FT : Nous avons beaucoup entendu parler avant la guerre, moins maintenant pour des raisons évidentes, de la « finlandisation » de l’Ukraine. Maintenant, je veux dire, sans doute dès la semaine prochaine, nous allons avoir la “Nato-isation” de la Finlande et probablement de la Suède, que Poutine a mentionnée comme l’une de ses lignes rouges. . . Est-ce une préoccupation pour vous?
WB : Ce sont des choix que les Finlandais et les Suédois vont faire. À bien des égards, ce sont des choix que Poutine lui-même a motivés par la laideur de son agression contre l’Ukraine et les menaces qu’il a proférées contre l’Occident en général.
FT : Selon vous, quelles leçons la Chine tire-t-elle de la situation ukrainienne pour Taïwan et quelles réévaluations, le cas échéant, pensez-vous qu’elle subit à propos de Poutine ?
WB : je ne sous-estimerais pas [President] L’engagement de Xi Jinping dans son partenariat avec la Russie de Poutine. Le 4 février à l’ouverture des Jeux olympiques d’hiver de Pékin, trois semaines avant [Putin] a lancé son invasion de l’Ukraine, la Chine et la Russie ont publié une très longue déclaration commune dans laquelle ils ont proclamé une amitié sans limites.
Je pense que ce que l’amère expérience de la Russie de Poutine en Ukraine au cours des 10 ou 11 dernières semaines a fait à bien des égards, c’est démontrer que cette amitié a en fait des limites.
Quoi qu’il en soit, nous sommes frappés par le fait que Xi Jinping est un peu perturbé par les dommages à la réputation qui peuvent être causés à la Chine par l’association avec la brutalité de, vous savez, l’agression de la Russie contre les Ukrainiens : perturbé, certainement, par l’incertitude économique qui a été produite par la guerre, en particulier en une année, 2022, quand je pense que l’objectif principal de Xi est la prévisibilité et la réussite d’un congrès majeur du parti en novembre prochain, et je pense également perturbé par le fait que ce que Poutine a fait est de rapprocher les Européens et les Américains .

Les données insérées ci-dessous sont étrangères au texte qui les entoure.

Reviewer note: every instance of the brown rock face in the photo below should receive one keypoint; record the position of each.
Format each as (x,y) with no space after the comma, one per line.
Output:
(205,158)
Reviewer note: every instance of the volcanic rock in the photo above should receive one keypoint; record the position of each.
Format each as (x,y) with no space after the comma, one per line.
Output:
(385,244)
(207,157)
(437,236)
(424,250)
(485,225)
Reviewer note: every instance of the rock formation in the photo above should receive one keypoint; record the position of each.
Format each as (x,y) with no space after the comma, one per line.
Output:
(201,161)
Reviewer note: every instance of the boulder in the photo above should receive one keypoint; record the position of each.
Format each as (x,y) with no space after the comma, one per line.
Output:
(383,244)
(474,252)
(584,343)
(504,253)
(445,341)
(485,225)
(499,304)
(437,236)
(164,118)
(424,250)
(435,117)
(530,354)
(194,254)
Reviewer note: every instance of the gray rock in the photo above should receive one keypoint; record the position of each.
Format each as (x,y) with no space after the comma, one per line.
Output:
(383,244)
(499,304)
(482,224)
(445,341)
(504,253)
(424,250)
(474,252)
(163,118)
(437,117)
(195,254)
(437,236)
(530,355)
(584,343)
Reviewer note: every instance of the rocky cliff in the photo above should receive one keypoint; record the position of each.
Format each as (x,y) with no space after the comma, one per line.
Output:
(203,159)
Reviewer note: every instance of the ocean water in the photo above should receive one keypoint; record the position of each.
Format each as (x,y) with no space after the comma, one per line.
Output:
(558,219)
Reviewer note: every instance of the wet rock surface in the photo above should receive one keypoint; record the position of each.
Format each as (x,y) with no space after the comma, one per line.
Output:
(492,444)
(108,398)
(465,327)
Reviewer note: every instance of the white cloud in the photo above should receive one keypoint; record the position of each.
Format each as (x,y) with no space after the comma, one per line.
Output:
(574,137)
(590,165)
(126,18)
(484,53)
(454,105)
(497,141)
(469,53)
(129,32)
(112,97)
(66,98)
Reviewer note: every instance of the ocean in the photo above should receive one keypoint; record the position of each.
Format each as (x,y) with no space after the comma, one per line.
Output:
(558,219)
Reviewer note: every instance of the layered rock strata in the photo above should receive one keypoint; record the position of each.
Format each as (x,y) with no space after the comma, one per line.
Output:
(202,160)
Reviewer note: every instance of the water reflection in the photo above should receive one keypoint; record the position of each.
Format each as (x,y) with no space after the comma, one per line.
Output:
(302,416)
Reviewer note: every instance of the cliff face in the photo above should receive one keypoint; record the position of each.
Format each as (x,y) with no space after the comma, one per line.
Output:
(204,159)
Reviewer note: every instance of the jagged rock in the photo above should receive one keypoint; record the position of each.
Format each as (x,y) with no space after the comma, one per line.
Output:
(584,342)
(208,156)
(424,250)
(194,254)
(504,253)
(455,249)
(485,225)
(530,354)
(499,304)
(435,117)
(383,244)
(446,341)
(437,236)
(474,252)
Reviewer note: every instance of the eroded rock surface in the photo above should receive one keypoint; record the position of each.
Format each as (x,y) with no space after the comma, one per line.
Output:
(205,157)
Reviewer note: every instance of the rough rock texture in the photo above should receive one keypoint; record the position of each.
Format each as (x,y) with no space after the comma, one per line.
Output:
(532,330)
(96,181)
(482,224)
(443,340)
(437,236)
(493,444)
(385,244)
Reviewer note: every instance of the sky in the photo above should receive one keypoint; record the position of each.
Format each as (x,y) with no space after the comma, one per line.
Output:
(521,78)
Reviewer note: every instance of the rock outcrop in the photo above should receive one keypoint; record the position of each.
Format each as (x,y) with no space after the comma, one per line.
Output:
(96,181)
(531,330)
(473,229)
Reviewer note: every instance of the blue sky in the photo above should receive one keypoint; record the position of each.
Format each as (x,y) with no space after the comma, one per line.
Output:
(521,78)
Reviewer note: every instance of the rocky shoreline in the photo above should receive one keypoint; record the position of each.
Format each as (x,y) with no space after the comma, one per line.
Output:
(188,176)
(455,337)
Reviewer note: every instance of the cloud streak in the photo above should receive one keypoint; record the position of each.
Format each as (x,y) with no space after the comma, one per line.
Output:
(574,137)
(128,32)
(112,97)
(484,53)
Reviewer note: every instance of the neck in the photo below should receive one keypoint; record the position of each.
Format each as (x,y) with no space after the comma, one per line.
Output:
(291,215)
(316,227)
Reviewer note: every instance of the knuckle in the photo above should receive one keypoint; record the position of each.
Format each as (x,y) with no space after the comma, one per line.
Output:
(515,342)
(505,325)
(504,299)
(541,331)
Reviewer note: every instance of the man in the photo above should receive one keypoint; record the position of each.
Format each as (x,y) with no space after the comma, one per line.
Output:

De toute évidence, les dirigeants chinois essaient d’examiner attentivement les leçons qu’ils devraient tirer de l’Ukraine quant à leurs propres ambitions à Taiwan. Je ne pense pas une minute que cela ait érodé la détermination de Xi au fil du temps à prendre le contrôle de Taiwan. Mais je pense que c’est quelque chose qui affecte leur calcul sur comment et quand ils s’y prennent.
Je soupçonne qu’ils ont été surpris par [the] Performance militaire russe. Je soupçonne qu’ils ont été frappés par la manière dont les Ukrainiens, à travers un effort de « l’ensemble de la société », ont résisté. Je pense qu’ils ont été frappés par la façon dont l’Alliance transatlantique, en particulier, s’est réunie pour imposer des coûts économiques à la Russie à la suite de cette agression. Je pense donc que ce sont des choses qu’ils pèsent très soigneusement en ce moment.